An analysis of effect modifications revealed several instances where the relationships between psychosocial variables and A1C or DQoL were different for different demographic or clinical subgroups. Figure 1 summarizes statistically significant effect modifications for the associations of behavioral and psychosocial variables with A1C and DQoL. As shown in Table 3, participation satisfaction was associated with lower A1C in people with Type 1 diabetes but not Type 2 diabetes (r=−0.37 Type 1, r=0.22 Type 2; p-interaction=0.03). Greater exposure to stressful life events was associated with higher A1C in people with Type 1 diabetes, but lower A1C in those with Type 2 diabetes (r=0.28 Type 1, r=−0.45 Type 2; p-interaction=0.005). Life satisfaction was significantly associated with DQoL in people with Type 1 diabetes but not Type 2 diabetes (r=0.34, r=−0.19 respectively; p-interaction=0.05). There was an inverse relationship between self-efficacy and A1C among immigrants, but not US-born participants (r=−0.52, r=0.00 respectively; p-interaction=0.03), and a relationship between life satisfaction and DQoL among US-born, but not immigrant participants (r=0.32, r=−0.21 respectively; p-interaction=0.04). There was an inverse relationship between medication adherence and A1C among social media/mass mailing-recruited participants, but not clinic-recruited participants (r=−0.46, r=−0.03 respectively; p-interaction=0.05). Finally, gender modified the relationship between diabetes-related problem solving and DQoL (P-interaction=0.01), with problem solving being associated with DQoL among men (r=0.41) but not women (r=−0.13).

Figure 1.

Figure 1.

Correlations and 95% Confidence Intervals by Subgroups

The majority of these associations remained significant after adjusting for demographics and diabetes self-care behaviors, with the exception of the relationship between diabetes self-efficacy and A1C among immigrants and the relationships between stressful life events, participation satisfaction, and A1C among participants with Type 2 diabetes.

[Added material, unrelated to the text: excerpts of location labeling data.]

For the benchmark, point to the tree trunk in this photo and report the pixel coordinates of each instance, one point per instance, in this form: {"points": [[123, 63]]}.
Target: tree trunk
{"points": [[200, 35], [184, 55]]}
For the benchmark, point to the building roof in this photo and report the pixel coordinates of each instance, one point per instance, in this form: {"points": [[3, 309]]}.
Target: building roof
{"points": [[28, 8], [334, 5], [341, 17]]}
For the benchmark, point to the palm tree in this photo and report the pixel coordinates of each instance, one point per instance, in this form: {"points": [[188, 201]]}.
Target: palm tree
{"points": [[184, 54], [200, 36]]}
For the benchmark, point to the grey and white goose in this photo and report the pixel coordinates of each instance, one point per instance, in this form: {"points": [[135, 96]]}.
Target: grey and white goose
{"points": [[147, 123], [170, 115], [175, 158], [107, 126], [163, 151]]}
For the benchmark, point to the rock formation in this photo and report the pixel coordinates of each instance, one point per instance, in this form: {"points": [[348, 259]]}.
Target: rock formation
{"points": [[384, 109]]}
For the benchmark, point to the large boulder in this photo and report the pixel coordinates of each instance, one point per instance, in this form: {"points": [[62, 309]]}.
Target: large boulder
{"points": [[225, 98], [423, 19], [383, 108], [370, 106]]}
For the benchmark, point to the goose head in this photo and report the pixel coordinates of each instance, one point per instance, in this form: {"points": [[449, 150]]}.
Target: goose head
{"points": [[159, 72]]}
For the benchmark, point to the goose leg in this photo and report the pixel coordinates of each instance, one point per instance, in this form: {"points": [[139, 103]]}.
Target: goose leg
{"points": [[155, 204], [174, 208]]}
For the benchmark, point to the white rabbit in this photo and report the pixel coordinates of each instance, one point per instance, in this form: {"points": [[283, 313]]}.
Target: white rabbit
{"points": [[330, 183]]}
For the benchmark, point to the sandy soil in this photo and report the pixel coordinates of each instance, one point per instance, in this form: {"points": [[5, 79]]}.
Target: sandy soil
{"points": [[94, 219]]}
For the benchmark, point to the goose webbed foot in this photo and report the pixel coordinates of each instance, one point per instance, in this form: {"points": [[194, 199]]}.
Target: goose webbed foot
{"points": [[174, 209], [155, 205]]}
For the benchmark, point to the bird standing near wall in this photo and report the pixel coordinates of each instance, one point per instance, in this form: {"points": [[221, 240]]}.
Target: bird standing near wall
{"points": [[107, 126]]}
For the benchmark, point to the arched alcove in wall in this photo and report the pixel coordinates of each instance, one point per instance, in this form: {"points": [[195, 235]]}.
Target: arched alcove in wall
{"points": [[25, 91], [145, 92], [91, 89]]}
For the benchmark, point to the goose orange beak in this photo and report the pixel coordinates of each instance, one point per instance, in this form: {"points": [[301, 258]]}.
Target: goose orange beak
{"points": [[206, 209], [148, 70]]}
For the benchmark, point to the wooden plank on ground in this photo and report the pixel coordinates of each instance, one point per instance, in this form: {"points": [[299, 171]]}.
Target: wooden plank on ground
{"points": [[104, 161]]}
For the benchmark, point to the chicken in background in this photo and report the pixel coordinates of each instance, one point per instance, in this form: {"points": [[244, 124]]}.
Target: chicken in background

After adjusting for demographic and self-care variables, there were no longer significant relationships between self-efficacy and A1C among immigrants (P=0.28), or between stressful life events and A1C among participants with Type 2 diabetes (P=0.17). However, after adjusting for demographic and self-care variables, there was a significant relationship between participation satisfaction and A1C among participants with Type 2 diabetes (P=0.04). Each of these analyses involves a very small subset of the study sample (n=21 immigrants or n=20 with Type 2 diabetes) and consequently adjusting for a large number of covariates makes the models very unstable.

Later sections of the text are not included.